When NPS 2143 was administered with or without 17β-estradiol, however, OVX rats treated with both agents showed a significant increase in BMD at the distal femur 5 weeks after treatment, compared with the groups treated with either NPS 2143 or 17β-estradiol alone.
These findings suggest that calcilytic compounds could increase bone mass in the presence of an antiresorptive agent.
Summary
The CaR has a variety of functions in the numerous tissues in which it is expressed.
Its most important functions to date are in maintaining calcium homeostasis, as demonstrated by the human diseases that result from activating or inactivating mutations in the CaR gene or mice with ablation of the gene.
The recent development of mice in which the homozygous genotype has been “rescued” by deletion of the PTH gene or the parathyroid glands should provide a useful model for understanding the CaR’s role in the numerous tissues expressing it.
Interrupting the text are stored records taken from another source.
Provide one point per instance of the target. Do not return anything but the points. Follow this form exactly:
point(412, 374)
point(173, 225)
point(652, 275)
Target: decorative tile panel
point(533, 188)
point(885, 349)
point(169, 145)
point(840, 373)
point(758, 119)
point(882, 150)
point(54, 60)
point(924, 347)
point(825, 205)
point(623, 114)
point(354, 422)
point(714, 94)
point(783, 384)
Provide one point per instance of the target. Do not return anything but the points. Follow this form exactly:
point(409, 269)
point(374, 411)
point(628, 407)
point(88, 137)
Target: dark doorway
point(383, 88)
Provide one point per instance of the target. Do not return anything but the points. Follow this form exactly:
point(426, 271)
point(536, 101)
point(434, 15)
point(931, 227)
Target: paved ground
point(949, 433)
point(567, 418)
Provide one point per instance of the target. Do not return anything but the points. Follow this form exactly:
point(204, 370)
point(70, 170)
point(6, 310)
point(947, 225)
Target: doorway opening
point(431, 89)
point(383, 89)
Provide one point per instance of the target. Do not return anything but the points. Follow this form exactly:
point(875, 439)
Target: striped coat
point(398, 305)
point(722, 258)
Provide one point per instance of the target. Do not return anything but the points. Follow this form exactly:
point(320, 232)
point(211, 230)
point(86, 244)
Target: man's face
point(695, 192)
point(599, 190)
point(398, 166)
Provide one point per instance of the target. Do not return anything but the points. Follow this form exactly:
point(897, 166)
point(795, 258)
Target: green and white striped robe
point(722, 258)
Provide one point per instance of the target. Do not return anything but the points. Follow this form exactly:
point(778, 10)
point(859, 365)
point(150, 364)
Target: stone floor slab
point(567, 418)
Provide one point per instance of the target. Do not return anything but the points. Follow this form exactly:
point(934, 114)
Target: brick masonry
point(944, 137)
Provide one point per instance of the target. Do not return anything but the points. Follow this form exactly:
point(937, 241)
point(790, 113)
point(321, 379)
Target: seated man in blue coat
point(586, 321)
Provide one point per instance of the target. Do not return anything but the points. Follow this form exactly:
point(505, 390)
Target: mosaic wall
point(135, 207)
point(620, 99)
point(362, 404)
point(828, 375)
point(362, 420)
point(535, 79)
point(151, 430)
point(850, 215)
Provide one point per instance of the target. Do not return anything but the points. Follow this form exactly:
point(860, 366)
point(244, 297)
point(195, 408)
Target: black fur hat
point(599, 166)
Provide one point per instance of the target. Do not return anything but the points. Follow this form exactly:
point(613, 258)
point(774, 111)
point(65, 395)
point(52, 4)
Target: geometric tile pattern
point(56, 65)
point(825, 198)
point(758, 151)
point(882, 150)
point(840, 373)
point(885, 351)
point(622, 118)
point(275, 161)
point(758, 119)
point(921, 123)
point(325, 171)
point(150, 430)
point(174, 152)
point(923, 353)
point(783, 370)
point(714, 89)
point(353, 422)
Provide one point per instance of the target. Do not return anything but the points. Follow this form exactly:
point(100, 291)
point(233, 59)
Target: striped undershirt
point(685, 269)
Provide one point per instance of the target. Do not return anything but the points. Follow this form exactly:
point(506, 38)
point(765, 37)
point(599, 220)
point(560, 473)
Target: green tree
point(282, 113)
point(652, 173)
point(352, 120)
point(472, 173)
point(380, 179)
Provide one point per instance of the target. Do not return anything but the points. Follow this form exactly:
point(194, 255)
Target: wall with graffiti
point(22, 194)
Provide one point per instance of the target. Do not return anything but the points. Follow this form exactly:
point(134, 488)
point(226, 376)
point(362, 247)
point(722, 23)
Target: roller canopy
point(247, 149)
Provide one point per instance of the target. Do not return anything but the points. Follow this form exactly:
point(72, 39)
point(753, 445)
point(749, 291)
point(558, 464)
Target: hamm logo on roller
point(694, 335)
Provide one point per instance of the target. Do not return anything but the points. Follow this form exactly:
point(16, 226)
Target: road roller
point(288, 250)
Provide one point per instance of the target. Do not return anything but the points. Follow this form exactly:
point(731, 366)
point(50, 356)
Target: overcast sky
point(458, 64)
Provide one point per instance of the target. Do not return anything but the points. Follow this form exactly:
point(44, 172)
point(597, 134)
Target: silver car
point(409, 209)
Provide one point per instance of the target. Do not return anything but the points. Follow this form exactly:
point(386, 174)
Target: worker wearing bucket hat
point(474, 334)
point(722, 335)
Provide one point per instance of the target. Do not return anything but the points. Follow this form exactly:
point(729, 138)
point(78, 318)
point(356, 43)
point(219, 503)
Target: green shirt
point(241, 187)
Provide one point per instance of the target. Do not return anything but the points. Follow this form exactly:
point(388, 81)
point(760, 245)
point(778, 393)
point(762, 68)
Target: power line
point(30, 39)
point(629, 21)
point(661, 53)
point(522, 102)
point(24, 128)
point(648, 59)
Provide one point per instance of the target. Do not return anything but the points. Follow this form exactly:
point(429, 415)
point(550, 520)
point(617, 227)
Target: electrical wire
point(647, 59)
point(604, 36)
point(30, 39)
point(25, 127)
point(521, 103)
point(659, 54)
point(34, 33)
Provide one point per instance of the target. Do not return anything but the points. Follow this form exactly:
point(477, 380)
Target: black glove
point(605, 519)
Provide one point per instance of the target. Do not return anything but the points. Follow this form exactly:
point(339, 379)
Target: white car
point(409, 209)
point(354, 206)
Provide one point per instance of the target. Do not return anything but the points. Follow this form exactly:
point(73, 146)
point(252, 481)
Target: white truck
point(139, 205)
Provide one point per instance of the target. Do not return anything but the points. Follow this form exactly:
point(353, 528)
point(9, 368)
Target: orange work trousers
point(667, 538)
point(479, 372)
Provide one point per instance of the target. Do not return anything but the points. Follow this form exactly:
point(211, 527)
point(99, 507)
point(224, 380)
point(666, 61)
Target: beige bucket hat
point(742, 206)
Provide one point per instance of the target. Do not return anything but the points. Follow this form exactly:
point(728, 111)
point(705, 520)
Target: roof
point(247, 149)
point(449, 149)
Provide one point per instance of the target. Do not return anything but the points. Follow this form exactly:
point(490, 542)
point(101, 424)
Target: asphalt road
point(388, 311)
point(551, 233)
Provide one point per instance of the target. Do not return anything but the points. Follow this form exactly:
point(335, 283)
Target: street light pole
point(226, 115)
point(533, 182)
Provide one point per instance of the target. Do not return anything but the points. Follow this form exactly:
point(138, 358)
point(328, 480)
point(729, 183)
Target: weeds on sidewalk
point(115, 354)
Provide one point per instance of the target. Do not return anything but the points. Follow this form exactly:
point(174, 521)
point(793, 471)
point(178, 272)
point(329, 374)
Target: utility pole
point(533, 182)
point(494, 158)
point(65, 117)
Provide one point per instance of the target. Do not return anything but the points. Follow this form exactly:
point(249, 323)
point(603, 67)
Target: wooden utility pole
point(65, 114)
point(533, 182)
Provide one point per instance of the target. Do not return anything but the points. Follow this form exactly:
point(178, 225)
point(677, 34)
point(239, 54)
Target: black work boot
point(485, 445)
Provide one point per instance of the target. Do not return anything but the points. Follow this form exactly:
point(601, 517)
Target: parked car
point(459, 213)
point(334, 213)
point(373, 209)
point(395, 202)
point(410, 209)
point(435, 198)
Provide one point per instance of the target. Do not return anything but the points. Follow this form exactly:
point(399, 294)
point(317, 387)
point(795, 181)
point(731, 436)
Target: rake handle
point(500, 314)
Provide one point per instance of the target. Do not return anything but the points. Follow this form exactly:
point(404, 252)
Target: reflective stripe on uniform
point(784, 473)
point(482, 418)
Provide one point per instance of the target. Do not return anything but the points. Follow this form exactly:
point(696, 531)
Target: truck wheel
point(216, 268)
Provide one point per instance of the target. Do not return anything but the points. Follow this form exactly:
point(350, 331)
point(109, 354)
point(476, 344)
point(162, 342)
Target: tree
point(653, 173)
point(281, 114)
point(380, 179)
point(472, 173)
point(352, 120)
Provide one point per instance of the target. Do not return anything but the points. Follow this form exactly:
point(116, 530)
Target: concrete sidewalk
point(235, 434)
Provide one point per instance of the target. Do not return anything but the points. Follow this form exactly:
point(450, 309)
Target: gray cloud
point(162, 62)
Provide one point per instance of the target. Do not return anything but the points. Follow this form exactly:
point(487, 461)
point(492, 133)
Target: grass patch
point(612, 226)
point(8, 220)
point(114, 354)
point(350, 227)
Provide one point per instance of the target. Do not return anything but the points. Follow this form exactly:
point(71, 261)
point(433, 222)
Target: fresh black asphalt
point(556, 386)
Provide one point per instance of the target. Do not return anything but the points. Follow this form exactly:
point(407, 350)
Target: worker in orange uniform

Further studies are also required to understand the biochemical characteristics of the CaR and its signaling pathways, including MAPK.
Finally, calcimimetics will undoubtedly provide a very effective way of controlling hyperparathyroidism in patients with primary or uremic hyperparathyroidism, and calcilytics provide an effective means of producing pulses of PTH that could be useful in the treatment of osteoporosis.